Don't trash recycling
Don’t toss that orange juice container in the trash. Put it in the recycling bin. And don’t put that empty coffee cup from Starbucks in the recycling bin. It goes in the trash. (But the plastic top can be recycled.)
It may not seem important whether a single aluminum can or old copy of Time magazine goes into the right receptacle, but overall, it’s crucial for ASU’s bottom line.
Dawn Ratcliffe, ASU’s recycling coordinator, explained that ASU pays $50 per ton to have co-mingled recyclables picked up, as opposed to $70 a ton for trash.
So, the more recyclables that can be kept out of the trash bins, the less it costs ASU to dispose of its waste.
Ratcliffe said that by now, every employee should have a blue deskside bin for recycling, and each department should have a least one 22- or 23-gallon bin.
Custodians alternate between emptying the blue bins and the wastebaskets on different days but often dump into the same large grey bin. “This can sometimes create the illusion that they are dumping the recycling and trash together simply because they use the same large bin for collecting items from the smaller bins,” Ratcliffe said.
Some of the larger containers are solar-powered, and some are not. Eventually, Waste Management takes all of the recyclables to a facility for sorting and processing.
One misconception about ASU’s recycling program, Ratcliffe said, is that it accepts soft plastic in the co-mingled bins – bags, shrink wrap and so on. “Plastic bags are a huge contaminant in our commingled recycling bins.” (Many grocery stores take soft plastic and there are a few places on campus where they can be taken.)
It can be confusing, but what can and cannot be recycled through ASU’s co-mingled program is spelled out at the recycling Web site http://uabf.asu.edu/recycling_at_asu.
(Food definitely is a no-no – “but, believe it or not, we see lots of food in the recycling bins,” Ratcliffe said.)
Besides the co-mingled recycling, ASU collects all sorts of other items for resale and re-use, such as shoes, light bulbs, film, media and cases, shoes, scrap metal and wood pallets.
“All of these items are given or sold to local recyclers, Ratcliff said. Worn athletic shoes, for example (dropped off at the Student Recreation Complex), go to the Nike-Reuse-A-Shoe program, where they are processed and recycled into materials used in sports surfaces like basketball courts, tennis courts, athletic fields, running tracks and playgrounds for young people around the world.
“Boots, dress shoes, sandals, cleats, and athletic shoes in good condition (also taken to the SRC) are sold for a very small profit to a buyer that will then sell the shoes to communities in Mexico for reuse.

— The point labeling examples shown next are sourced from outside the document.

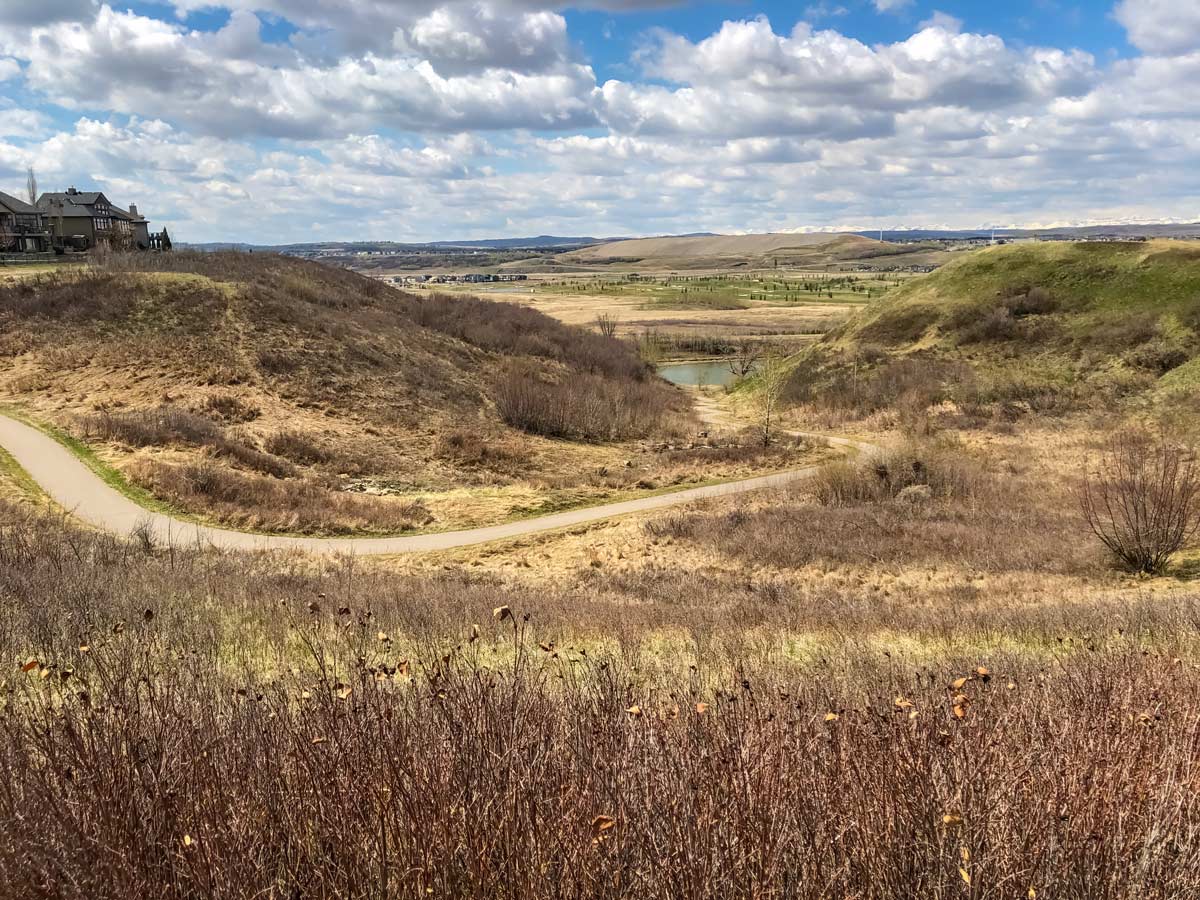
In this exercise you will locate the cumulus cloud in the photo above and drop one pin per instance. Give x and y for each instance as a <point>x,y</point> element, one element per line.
<point>229,83</point>
<point>28,15</point>
<point>1162,27</point>
<point>747,79</point>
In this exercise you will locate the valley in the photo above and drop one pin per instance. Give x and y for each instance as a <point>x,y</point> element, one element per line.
<point>868,550</point>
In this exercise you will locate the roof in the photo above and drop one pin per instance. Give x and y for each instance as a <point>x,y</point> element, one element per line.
<point>124,214</point>
<point>79,205</point>
<point>16,205</point>
<point>70,205</point>
<point>83,198</point>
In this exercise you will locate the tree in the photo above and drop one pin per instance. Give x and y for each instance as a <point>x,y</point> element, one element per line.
<point>1144,501</point>
<point>772,382</point>
<point>606,324</point>
<point>745,357</point>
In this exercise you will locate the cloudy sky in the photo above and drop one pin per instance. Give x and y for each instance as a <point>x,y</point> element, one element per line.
<point>293,120</point>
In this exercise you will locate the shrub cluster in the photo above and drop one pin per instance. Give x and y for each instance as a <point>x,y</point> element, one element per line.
<point>167,425</point>
<point>303,505</point>
<point>195,725</point>
<point>587,407</point>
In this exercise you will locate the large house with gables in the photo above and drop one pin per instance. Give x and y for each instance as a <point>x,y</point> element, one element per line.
<point>23,227</point>
<point>84,219</point>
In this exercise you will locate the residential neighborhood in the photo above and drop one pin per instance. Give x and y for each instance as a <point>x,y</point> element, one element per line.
<point>73,221</point>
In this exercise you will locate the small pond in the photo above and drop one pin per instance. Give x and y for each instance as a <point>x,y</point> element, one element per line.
<point>701,372</point>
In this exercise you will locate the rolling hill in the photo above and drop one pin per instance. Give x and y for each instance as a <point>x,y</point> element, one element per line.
<point>277,394</point>
<point>755,251</point>
<point>1050,327</point>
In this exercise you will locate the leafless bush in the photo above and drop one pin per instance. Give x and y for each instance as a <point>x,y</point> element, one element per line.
<point>607,324</point>
<point>587,407</point>
<point>295,447</point>
<point>231,408</point>
<point>301,505</point>
<point>1143,501</point>
<point>169,425</point>
<point>883,475</point>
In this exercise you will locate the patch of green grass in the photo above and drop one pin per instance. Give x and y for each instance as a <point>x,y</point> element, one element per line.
<point>16,475</point>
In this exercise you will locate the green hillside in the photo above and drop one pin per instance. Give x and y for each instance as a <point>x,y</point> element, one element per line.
<point>1027,327</point>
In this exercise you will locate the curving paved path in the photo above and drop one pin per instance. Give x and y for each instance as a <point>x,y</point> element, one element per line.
<point>78,490</point>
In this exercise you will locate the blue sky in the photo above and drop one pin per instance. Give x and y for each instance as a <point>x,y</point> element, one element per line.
<point>287,120</point>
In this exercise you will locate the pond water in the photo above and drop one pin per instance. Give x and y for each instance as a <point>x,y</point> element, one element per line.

The small profit that’s made directly benefits the ASU Recycling Program.”
Obviously, the goal for the co-mingled recycling program is to have bins that aren’t contaminated with trash – or liquids.

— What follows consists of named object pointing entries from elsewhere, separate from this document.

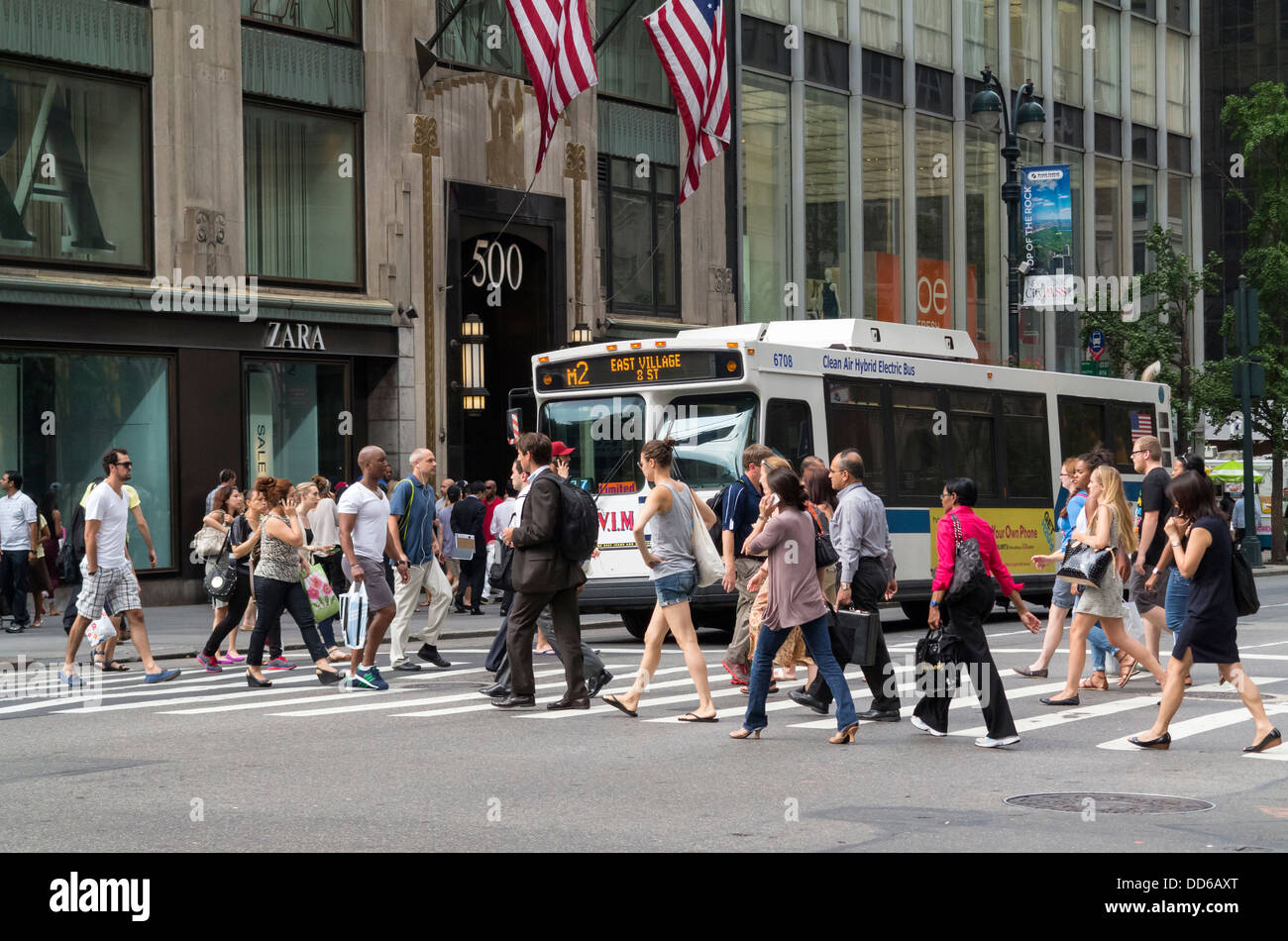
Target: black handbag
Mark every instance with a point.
(222, 576)
(861, 634)
(824, 553)
(967, 564)
(1085, 566)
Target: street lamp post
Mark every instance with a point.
(1028, 116)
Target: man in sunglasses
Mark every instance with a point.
(106, 571)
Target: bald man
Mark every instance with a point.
(365, 540)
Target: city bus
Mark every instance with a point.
(910, 398)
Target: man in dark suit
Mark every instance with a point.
(541, 576)
(468, 520)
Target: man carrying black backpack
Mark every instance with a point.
(542, 575)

One of the most important things that ASU students and employees can do is “drink it or sink it,” Ratcliffe said. Soft-drink or coffee containers put into the recycling bins with liquid left in them both contaminate the bins and add weight – which ultimately adds to the cost of their disposal.

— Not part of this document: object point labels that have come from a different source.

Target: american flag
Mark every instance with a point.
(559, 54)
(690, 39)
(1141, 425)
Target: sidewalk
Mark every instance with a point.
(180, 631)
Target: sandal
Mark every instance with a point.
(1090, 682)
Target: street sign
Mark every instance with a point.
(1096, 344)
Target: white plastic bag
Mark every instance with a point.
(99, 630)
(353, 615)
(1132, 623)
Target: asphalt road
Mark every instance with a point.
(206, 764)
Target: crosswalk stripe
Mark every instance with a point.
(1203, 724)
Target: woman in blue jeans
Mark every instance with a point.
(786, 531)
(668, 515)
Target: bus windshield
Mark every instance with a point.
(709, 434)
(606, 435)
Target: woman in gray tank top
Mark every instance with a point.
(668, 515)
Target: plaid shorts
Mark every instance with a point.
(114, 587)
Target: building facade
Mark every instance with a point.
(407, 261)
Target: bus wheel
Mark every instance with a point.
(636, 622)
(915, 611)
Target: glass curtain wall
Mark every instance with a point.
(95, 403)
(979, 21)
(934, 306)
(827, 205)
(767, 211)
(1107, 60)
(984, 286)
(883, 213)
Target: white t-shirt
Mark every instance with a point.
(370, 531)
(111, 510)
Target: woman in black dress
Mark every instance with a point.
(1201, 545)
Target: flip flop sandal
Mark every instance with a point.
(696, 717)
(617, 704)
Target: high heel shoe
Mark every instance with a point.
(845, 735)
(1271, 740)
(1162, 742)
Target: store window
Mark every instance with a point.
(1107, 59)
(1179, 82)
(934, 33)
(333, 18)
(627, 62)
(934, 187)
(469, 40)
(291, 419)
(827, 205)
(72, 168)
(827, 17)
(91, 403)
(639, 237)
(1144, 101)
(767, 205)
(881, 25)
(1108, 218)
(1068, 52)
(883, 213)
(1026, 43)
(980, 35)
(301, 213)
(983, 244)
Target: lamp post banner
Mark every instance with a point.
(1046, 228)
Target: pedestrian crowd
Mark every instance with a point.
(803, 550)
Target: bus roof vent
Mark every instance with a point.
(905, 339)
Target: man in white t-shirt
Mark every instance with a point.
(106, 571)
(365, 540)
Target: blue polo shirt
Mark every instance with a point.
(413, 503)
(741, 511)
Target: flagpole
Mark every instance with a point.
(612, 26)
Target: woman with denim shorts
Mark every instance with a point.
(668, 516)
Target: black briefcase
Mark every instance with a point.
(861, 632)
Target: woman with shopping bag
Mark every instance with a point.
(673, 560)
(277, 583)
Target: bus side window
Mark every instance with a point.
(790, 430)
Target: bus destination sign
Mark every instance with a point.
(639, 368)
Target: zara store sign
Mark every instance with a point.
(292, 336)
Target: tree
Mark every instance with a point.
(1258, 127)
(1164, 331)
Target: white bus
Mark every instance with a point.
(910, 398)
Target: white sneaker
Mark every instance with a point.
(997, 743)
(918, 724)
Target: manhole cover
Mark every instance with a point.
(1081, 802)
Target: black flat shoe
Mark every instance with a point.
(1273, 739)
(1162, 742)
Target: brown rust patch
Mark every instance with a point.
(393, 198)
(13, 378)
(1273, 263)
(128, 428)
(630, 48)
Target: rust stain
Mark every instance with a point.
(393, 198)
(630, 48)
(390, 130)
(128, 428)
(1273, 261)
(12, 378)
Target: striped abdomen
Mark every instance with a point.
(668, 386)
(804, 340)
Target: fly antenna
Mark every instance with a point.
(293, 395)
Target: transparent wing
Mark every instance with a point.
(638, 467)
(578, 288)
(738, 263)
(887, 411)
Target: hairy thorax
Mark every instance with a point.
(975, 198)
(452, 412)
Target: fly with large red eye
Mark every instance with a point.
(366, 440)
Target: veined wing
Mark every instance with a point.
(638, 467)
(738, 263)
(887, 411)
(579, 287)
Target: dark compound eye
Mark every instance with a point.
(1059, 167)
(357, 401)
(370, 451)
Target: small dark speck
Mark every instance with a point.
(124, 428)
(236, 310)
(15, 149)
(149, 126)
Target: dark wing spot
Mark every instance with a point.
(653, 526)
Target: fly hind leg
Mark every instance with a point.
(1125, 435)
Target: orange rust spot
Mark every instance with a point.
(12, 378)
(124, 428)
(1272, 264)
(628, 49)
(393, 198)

Ratcliffe urged ASU employees and students to think carefully about all of their actions during the day in an effort to reduce trash and increase recycling. “Don’t print e-mails, for example, and make double-sided copies. Use scrap sheets of paper.”
Most of all, Ratcliffe hopes the ASU community will approach recycling with passion. It does, after all, take commitment to make sure that soda can and coffee cup make it to the right bins.